Homework 2-9

Due: April 3, 11:59 pm

Vocab Similarity Comparison


In this homework, you will be comparing two texts, using a number of metrics to determine the similarity of the vocabulary between them. You must use for loops in this assignment instead of just using list expression syntax.

Task 1

Your two texts will be the Kung Fu Panda script for the first Kung Fu Panda film, and Moby Dick. They have both been pre-cleaned.

Visit here to read about methods to measure the similarity of books. You will be implementing the unique words ratio, word length, and readibility.

Task 2

You will start with the unique words ratio. This comparison calculates the number of words that occur only once in an entire document. It is commonly used to assess richness of vocabulary in speeches and documents.

The unique words ratio is defined as the total number of single occurrence words divided by the total number of words.

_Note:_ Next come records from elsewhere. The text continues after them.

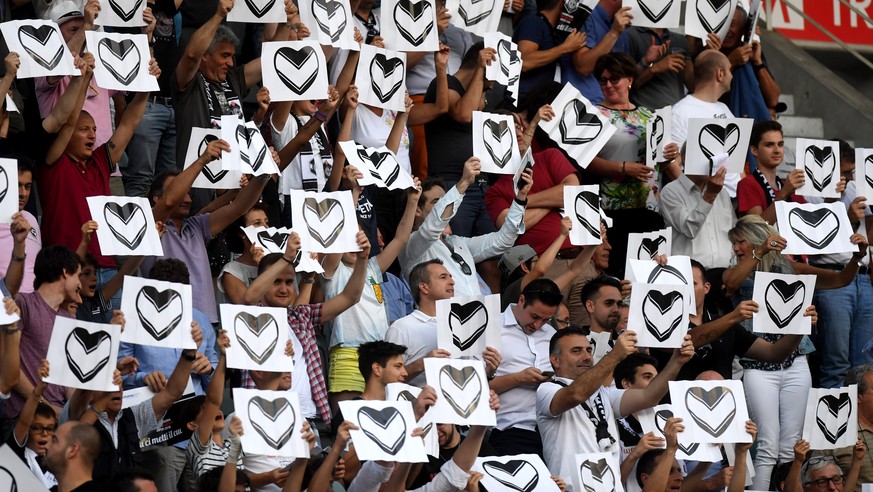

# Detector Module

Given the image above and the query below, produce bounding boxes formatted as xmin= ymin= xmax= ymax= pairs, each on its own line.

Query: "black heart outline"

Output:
xmin=358 ymin=407 xmax=407 ymax=456
xmin=788 ymin=207 xmax=840 ymax=250
xmin=642 ymin=290 xmax=685 ymax=343
xmin=64 ymin=327 xmax=112 ymax=383
xmin=815 ymin=393 xmax=852 ymax=444
xmin=764 ymin=278 xmax=806 ymax=328
xmin=394 ymin=0 xmax=434 ymax=46
xmin=273 ymin=46 xmax=321 ymax=96
xmin=685 ymin=386 xmax=737 ymax=438
xmin=246 ymin=396 xmax=297 ymax=450
xmin=439 ymin=365 xmax=482 ymax=419
xmin=18 ymin=24 xmax=67 ymax=70
xmin=135 ymin=285 xmax=183 ymax=341
xmin=482 ymin=460 xmax=540 ymax=492
xmin=558 ymin=99 xmax=603 ymax=145
xmin=103 ymin=202 xmax=148 ymax=251
xmin=370 ymin=53 xmax=406 ymax=104
xmin=233 ymin=311 xmax=279 ymax=365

Once you have calculated this ratio for both texts, you should compare them. What do these ratios tell you about each text? Are there any limitations of this method? Answer in a comment.

Task 3

Find the word length ratios for both texts. To do this, you should count the number of short words (fewer than 5 letters), medium words (between 5 and 10), and long words (more than 10 letters). Then find the ratio between short words and medium words, and the ratio between long words and medium words.

What do these ratios tell you about the distribution of word lengths between these two texts? Answer in a comment.

Task 4

Compute the readability level for each text using the Flesch-Kincaid readability formula. The formula is commonly used in education to estimate how many years of education is required for understanding a given text. It outputs a grade level corresponding U.S. school grades, which makes it easier for teachers and parents to judge the grade level of various books and texts.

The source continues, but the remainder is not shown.